I first came in contact with Toto USA, the American manufacturer of Japanese ultra-high-end bathroom products, when I phoned up Lenora Campos, Toto's Director of Public Relations, a few years ago for a Metro cover story. Remember that one cover with the female model sitting on the toilet? That was it. So I just had to ambush Campos at the Pacific Coast Builders Association convention last week at the Moscone Center in San Francisco. She gave me the grand tour of Toto's new products and nearly blew up my email account with 15 megabytes of information and photos the next day.
That particular cover story concentrated mainly on high-tech toilets with bidets built into them that spray-wash your nether regions after the waste is eliminated. At the time, Los Altos Hardware was the only place in Silicon Valley that stocked the Neorest. Now you find Toto's products at Saratoga Plumbing Supply, Architectural Design Center and Cornelia's Fine Kitchens & Baths. If you want a $5,000 toilet for your six-bedroom estate, tell 'em I sent you.

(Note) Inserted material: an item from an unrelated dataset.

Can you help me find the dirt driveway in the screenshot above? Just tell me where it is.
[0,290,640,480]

Since I'm into anything twisted and Japanese, I had to mention in that article that minions of Japanese females were masturbating with the water spray apparatus. But now, Campos invited me to this convention in S.F. and explained that Toto has recently ventured into the entire bathroom business, not just toilets. They've got some pretty slick bathtubs, sinks and domestic urinals. With all the suburb PR schmaltz one could ask for, Toto USA hails the arrival of its robotic toilet as a "Coup de Loo."
While parading through the exhibit hall at the convention, I pondered a few things. Just hanging out at Moscone throughout the last decade, you really see how much the ever-expanding nature of that facility has dramatically transformed that part of San Francisco. There's been nothing but constant redevelopment in that part of South Market for the last 10 years. You can ask anyone.
Neighborhood restaurants are slammed day and night during a major convention. Delegates just pour into the area looking to max out their expense accounts in the eateries, the bars, the clubs and the theaters. The city understood this, so, whether you agree or not, they leveled some of the surrounding neighborhood to expand the place.
Which makes you wonder why San Jose voters ridiculously shot down that one initiative that would have paid for the convention center expansion by raising the hotel tax for out-of-town attendeeswith not one dime coming from S.J. taxpayers. Allowing larger conventions would have elevated downtown businesses to unprecedented heights. It would have brought San Jose that much closer to being an actual destination city.
Meanwhile, the number of conventions we've lost to Moscone is endless. While standing there on the corner of Howard and Fourth, I gazed at folks setting up for the Apple Worldwide Developer's Conference in Moscone West, which is taking place as you read thisyet another gig we've lost to S.F. And what do we have to offer instead? A blue and white circus tent behind the convention center.
In the end, trade shows are like hanging out at airports. They're the greatest places to infiltrate hordes of folks who will be in a different part of the world a few days later. Massive potential exists for eavesdropping on other peoples' conversations. It's the same reason why airport bars are the best places to drink. If San Jose wants to be an international city, it needs more conventions. Plain and simple.